The Maldives’ first democratically elected president is due to go on trial on abuse of power charges, seven months after being replaced in what he has called a “coup d’etat”.
Mohamed Nasheed was forced out of office by a police mutiny in February, after he detained the country’s chief criminal court judge on corruption allegations.
Nasheed is currently on island arrest, meaning he cannot leave the capital Male without first obtaining permission, and will face charges on Monday.
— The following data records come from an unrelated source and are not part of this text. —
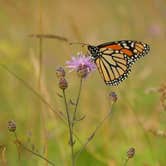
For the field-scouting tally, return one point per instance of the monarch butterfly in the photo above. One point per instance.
(115, 59)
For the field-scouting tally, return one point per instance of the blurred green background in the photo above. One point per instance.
(138, 118)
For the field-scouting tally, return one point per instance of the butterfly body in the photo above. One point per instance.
(115, 59)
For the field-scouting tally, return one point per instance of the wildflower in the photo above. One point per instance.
(12, 126)
(63, 83)
(131, 153)
(82, 64)
(113, 97)
(60, 72)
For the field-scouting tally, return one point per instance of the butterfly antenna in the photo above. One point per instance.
(83, 44)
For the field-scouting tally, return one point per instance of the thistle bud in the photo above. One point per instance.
(131, 153)
(60, 72)
(12, 126)
(63, 83)
(82, 71)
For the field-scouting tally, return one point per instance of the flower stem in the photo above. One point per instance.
(77, 101)
(71, 142)
(126, 161)
(98, 126)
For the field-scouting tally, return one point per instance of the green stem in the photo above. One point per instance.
(34, 153)
(71, 142)
(77, 101)
(93, 133)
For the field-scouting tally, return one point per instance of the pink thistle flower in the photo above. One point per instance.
(82, 64)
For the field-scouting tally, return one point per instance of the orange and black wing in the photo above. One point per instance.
(116, 59)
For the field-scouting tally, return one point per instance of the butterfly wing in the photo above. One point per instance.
(116, 59)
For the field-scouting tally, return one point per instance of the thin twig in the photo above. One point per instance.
(49, 36)
(34, 92)
(40, 98)
(77, 101)
(71, 142)
(93, 133)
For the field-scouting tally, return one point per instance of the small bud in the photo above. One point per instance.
(82, 71)
(12, 126)
(131, 153)
(60, 72)
(63, 83)
(113, 97)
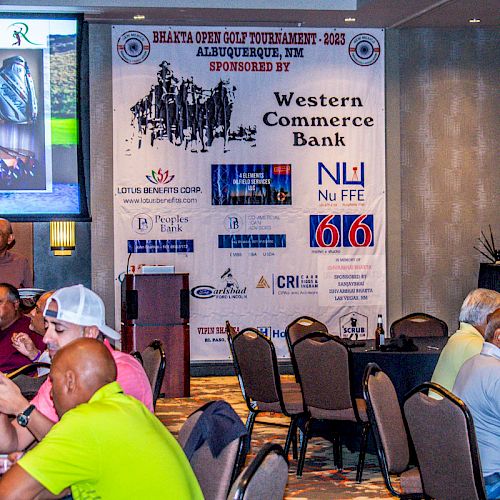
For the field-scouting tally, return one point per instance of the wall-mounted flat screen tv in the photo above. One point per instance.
(41, 154)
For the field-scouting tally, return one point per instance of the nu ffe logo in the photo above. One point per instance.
(335, 230)
(350, 179)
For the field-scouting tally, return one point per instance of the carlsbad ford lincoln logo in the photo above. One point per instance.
(229, 288)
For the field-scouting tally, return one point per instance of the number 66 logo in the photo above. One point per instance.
(329, 231)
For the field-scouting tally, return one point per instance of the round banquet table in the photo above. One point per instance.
(405, 369)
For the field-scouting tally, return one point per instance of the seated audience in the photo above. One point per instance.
(108, 445)
(12, 321)
(22, 341)
(14, 269)
(70, 313)
(468, 340)
(478, 385)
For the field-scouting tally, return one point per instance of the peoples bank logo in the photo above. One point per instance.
(19, 33)
(160, 177)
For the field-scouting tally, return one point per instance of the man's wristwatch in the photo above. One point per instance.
(24, 417)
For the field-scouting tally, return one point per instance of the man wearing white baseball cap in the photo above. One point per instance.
(70, 313)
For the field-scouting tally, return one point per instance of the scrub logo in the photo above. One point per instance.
(133, 47)
(364, 49)
(354, 326)
(159, 177)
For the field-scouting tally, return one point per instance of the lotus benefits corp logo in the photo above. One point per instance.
(20, 33)
(159, 177)
(229, 288)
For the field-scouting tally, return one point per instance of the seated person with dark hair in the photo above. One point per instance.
(14, 269)
(12, 321)
(70, 313)
(22, 341)
(106, 445)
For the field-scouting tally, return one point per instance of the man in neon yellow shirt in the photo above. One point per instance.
(106, 446)
(468, 340)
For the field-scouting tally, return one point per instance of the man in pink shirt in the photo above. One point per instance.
(70, 313)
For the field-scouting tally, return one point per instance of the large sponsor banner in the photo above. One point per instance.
(254, 160)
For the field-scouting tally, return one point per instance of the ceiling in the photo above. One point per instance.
(368, 13)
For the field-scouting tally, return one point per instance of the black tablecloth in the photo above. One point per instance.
(405, 369)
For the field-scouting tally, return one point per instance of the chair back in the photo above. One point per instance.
(419, 325)
(324, 368)
(302, 326)
(298, 328)
(442, 431)
(153, 361)
(386, 420)
(256, 363)
(265, 477)
(214, 474)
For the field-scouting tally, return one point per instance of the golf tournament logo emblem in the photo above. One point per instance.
(133, 47)
(364, 49)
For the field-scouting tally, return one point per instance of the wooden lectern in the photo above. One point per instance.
(156, 306)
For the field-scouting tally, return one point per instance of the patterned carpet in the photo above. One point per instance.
(320, 480)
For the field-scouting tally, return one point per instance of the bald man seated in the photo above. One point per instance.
(106, 445)
(69, 313)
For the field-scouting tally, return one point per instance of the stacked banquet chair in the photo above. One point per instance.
(442, 431)
(215, 442)
(256, 366)
(391, 438)
(324, 370)
(419, 325)
(265, 477)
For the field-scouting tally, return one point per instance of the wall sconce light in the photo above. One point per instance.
(62, 237)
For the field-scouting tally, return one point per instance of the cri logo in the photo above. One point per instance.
(159, 177)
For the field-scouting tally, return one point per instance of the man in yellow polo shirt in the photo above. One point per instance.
(107, 445)
(468, 340)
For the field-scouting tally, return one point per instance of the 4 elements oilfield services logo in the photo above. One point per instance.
(228, 288)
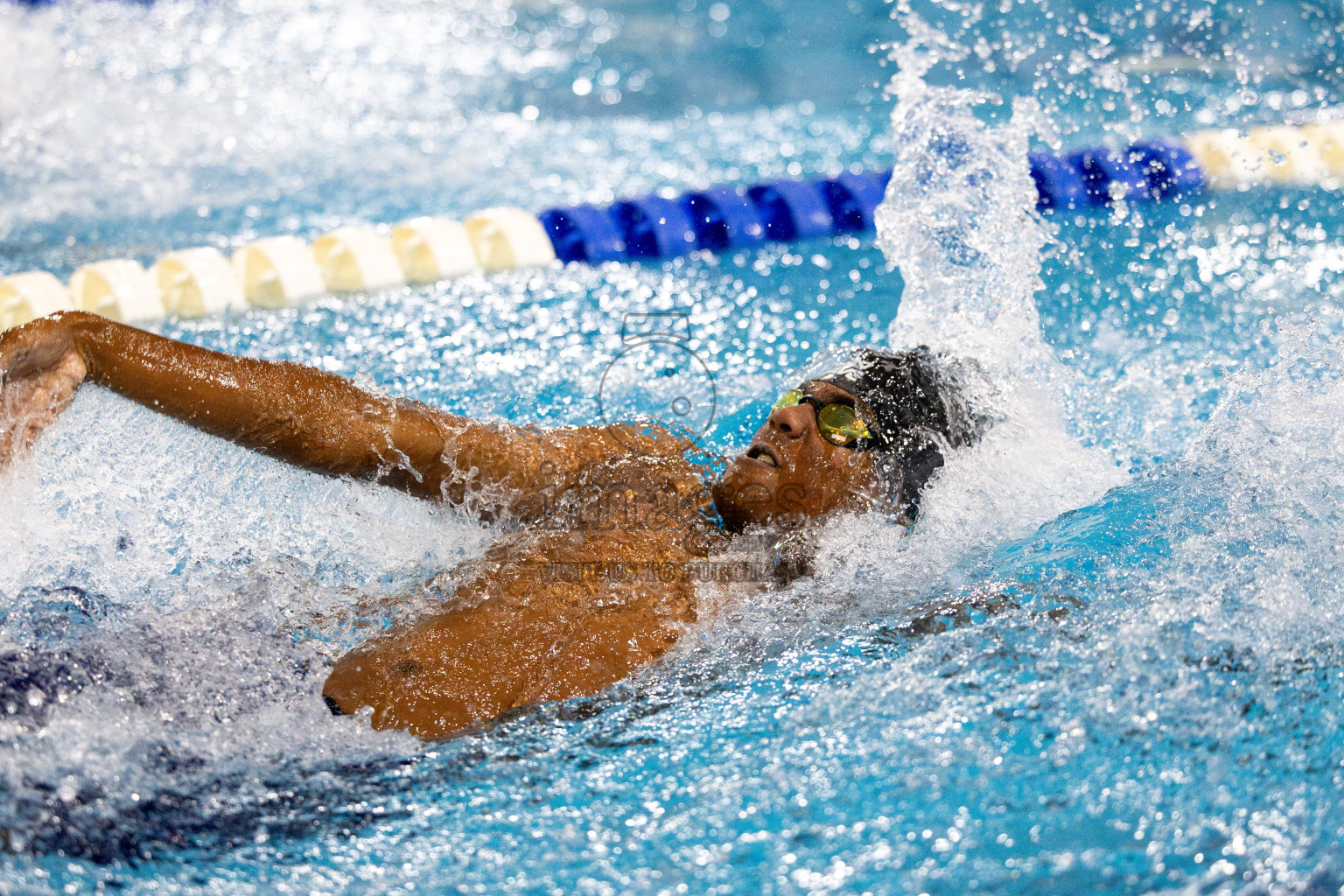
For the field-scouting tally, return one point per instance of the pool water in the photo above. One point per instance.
(1105, 659)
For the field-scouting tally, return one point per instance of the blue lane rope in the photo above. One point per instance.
(724, 218)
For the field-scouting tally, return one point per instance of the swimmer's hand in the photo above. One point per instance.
(40, 368)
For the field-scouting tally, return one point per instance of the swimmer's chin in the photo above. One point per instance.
(745, 494)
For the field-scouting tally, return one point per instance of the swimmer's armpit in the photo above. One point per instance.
(293, 413)
(39, 374)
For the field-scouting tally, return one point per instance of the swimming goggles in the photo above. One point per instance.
(837, 424)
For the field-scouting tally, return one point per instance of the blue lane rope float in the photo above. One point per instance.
(280, 271)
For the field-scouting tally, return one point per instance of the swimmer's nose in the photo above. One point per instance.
(792, 421)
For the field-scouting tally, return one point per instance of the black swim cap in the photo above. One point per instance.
(915, 411)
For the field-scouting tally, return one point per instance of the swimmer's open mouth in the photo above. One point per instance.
(764, 454)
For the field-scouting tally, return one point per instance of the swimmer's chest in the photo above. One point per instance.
(543, 615)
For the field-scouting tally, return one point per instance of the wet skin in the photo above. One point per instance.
(589, 584)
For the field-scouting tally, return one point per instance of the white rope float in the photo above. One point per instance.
(284, 271)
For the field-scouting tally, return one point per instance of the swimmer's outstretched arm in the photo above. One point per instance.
(293, 413)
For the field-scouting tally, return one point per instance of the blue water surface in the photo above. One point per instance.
(1136, 696)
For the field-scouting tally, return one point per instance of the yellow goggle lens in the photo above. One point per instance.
(839, 424)
(788, 399)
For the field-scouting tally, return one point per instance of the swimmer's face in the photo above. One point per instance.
(792, 471)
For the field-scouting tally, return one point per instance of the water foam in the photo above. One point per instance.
(958, 220)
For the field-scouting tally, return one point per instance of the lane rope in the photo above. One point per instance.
(283, 271)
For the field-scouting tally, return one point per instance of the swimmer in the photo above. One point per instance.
(609, 532)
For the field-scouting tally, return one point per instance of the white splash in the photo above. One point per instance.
(960, 223)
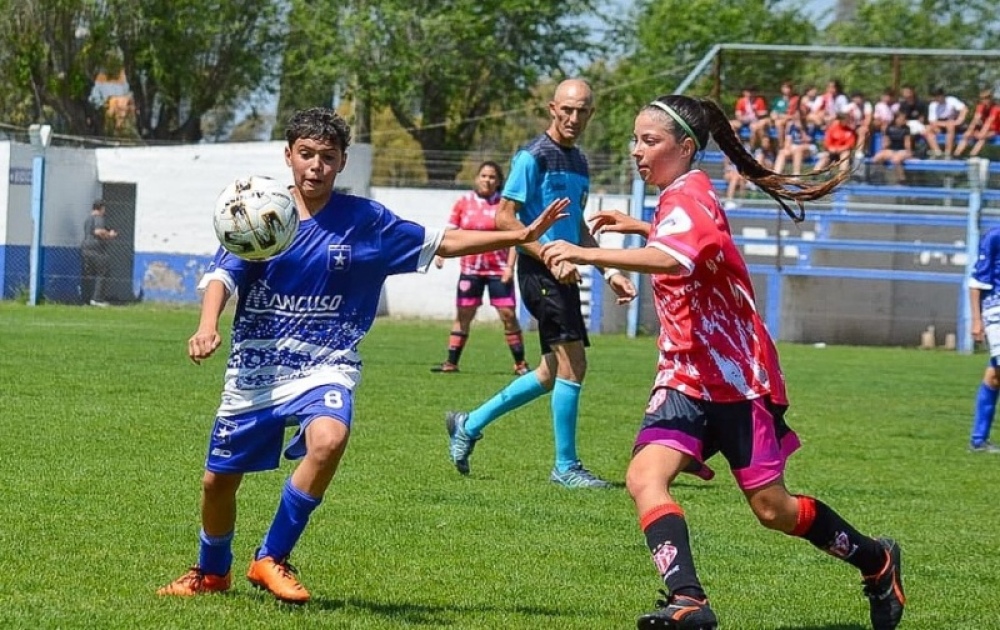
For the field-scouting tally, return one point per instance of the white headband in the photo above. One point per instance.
(680, 121)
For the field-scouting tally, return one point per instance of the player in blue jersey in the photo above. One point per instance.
(984, 300)
(548, 167)
(294, 361)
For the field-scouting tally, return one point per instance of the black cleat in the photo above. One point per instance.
(885, 590)
(679, 612)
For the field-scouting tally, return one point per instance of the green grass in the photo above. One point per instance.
(104, 422)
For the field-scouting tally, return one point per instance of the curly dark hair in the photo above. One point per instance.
(318, 123)
(705, 118)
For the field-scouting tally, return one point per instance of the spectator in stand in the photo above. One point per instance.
(915, 110)
(783, 108)
(830, 103)
(861, 114)
(897, 147)
(945, 114)
(885, 111)
(808, 98)
(798, 144)
(839, 143)
(752, 115)
(984, 126)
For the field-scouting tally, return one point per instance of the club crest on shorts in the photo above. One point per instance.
(338, 258)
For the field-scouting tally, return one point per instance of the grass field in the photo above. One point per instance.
(104, 422)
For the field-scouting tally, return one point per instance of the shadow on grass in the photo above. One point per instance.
(433, 615)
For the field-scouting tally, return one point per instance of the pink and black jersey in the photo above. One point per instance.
(473, 212)
(713, 344)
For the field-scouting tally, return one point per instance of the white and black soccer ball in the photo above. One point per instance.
(255, 218)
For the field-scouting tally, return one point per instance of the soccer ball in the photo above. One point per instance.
(255, 218)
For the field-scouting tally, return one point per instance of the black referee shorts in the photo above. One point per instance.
(556, 306)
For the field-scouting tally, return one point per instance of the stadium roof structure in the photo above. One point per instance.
(715, 55)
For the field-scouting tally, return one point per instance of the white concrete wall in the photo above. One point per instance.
(71, 185)
(4, 189)
(176, 189)
(177, 186)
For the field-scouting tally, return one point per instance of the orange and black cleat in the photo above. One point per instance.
(679, 612)
(278, 578)
(197, 582)
(885, 590)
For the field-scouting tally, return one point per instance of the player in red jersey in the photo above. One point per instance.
(477, 210)
(719, 386)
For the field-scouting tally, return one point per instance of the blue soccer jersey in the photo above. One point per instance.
(542, 172)
(299, 317)
(986, 274)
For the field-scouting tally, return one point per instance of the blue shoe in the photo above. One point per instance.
(679, 612)
(461, 444)
(984, 447)
(885, 590)
(576, 476)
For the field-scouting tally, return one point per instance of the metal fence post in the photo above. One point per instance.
(40, 136)
(978, 173)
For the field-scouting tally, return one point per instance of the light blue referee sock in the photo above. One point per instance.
(986, 405)
(520, 391)
(565, 408)
(215, 554)
(289, 522)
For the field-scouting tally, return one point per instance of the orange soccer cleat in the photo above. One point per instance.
(278, 578)
(196, 582)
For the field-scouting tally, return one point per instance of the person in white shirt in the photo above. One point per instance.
(945, 114)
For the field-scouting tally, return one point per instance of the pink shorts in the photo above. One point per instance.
(750, 434)
(471, 288)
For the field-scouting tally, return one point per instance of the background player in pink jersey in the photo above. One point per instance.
(477, 210)
(719, 386)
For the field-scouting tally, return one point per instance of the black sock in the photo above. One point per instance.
(829, 532)
(667, 539)
(515, 341)
(456, 343)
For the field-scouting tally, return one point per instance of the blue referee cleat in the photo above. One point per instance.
(576, 476)
(461, 444)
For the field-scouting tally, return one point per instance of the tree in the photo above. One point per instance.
(671, 36)
(925, 24)
(179, 59)
(442, 67)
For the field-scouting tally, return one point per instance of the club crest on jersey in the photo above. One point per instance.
(677, 222)
(338, 258)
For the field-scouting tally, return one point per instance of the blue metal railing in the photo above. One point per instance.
(966, 214)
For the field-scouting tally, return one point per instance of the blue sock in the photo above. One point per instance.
(520, 391)
(215, 554)
(289, 522)
(986, 404)
(565, 408)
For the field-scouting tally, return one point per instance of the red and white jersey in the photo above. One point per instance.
(713, 344)
(473, 212)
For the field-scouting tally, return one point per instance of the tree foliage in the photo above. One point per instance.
(671, 36)
(924, 24)
(442, 67)
(181, 58)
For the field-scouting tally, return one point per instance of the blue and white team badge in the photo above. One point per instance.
(338, 258)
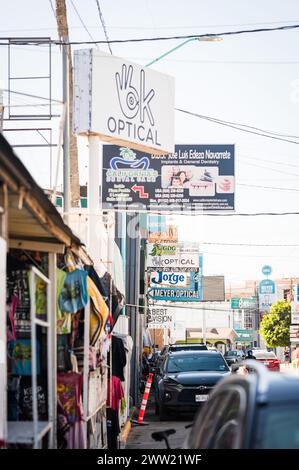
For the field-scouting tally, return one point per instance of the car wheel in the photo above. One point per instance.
(163, 415)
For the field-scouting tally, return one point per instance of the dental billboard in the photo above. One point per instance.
(194, 177)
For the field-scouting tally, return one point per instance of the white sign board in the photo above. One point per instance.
(159, 317)
(162, 256)
(265, 302)
(169, 279)
(123, 103)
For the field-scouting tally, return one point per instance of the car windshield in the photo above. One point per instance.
(264, 354)
(196, 363)
(278, 428)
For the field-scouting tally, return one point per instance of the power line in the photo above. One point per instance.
(274, 188)
(32, 96)
(269, 161)
(226, 123)
(52, 8)
(164, 38)
(269, 168)
(251, 244)
(104, 26)
(82, 22)
(279, 134)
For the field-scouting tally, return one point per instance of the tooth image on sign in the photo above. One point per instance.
(171, 279)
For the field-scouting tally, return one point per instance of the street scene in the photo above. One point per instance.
(149, 250)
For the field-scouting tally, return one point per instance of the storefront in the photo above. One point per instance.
(56, 325)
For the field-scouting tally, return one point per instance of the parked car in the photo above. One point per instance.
(184, 380)
(180, 347)
(268, 358)
(257, 411)
(234, 356)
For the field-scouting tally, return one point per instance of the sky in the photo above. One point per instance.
(251, 79)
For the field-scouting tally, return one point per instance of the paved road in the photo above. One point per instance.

Once an Amnesty International prisoner of conscience, the 45-year-old is facing up to three years in jail, or banishment to a remote islet in the archipelago.
The former leader says that he was forced from office with a gun to his head in a “coup” involving his former deputy, Mohamed Waheed, who has since become president.
“The coup has not yet been completed,” Nasheed told the AFP news agency after his Maldivian Democratic Party (MDP) staged a mass rally on the tiny capital island Male on Friday to denounce the charges against him.
Nasheed had criminal court judge Abdullah Mohamed arrested in January over corruption charges – a move that triggered weeks of opposition-led protests and his eventual downfall on February 7 after police mutinied.
‘No chance of fair trial’
Conviction as a result of his trial could disqualify Nasheed from contesting the next presidential elections – an outcome he alleged the new government is keen to see occur.
Al Jazeera’s in depth coverage of the Maldives political crisis:
“People will not allow the regime to steal the next election. A free and fair election is our over-arching goal,” he said.
Earlier this month, a national commission said that the toppling of Nasheed’s government was not a coup, a ruling that led to further street protests.
Nasheed, who won global attention as a campaigner against global warming, said that he had “no chance of a fair trial, particularly in a case as political as this”.
The man who brought democratic reforms to the nation of 330,000 said he believed the country’s judiciary was still loyal to Maumoon Abdul Gayoom, the country’s former dictator who Nasheed replaced as president after elections in 2008.
Nasheed formed his MDP in exile but returned home to a hero’s welcome, sweeping 54 per cent of the vote in the elections that ended Gayoom’s 30-year autocratic rule.
“You can bring down a dictator in a day, but it can take years to stamp out the remnants of his dictatorship,” Nasheed said, referring to Gayoom’s defeat in the nation’s first multi-party election.
Gayoom ruled the islands between 1978 and 2008 and repeatedly threw Nasheed in jail over a period of six years.
While Nasheed was popularly elected, his four-year tenure was also marked by problems of unemployment, a lack of housing in the overcrowded capital, widespread drug abuse and a rise in religious extremism.
The new government denies Nasheed’s trial on Monday is politically motivated, but accuses him of exceeding his powers when in office. It has pledged to maintain law and order on the tiny capital island of 130,000 people.
“You can bring down a dictator in a day, but it can take years to stamp out the remnants of his dictatorship“
– Mohamed Nasheed, former president
The government will not allow any opposition violence, a presidential spokesman said, and denied opposition accusations that the trial was politically motivated.
Apart from the criminal case, Nasheed also faces two defamation suits filed against him by Police Commissioner Abdullah Riyaz and by Mohamed Nazim, the defence minister.
The first defamation case was called on Sunday but it was immediately put off indefinitely at the request of Riyaz, local media reports said.
Nasheed’s MDP party official Shauna Aminath said they were yet to be told the damages claimed by the two petitioners.
Nasheed’s administration had decriminalised defamation in 2009 as part of democratic reforms.
Soon after Nasheed’s downfall, the government issued an arrest warrant for him on charges of abuse of power, but it was never executed due to international pressure.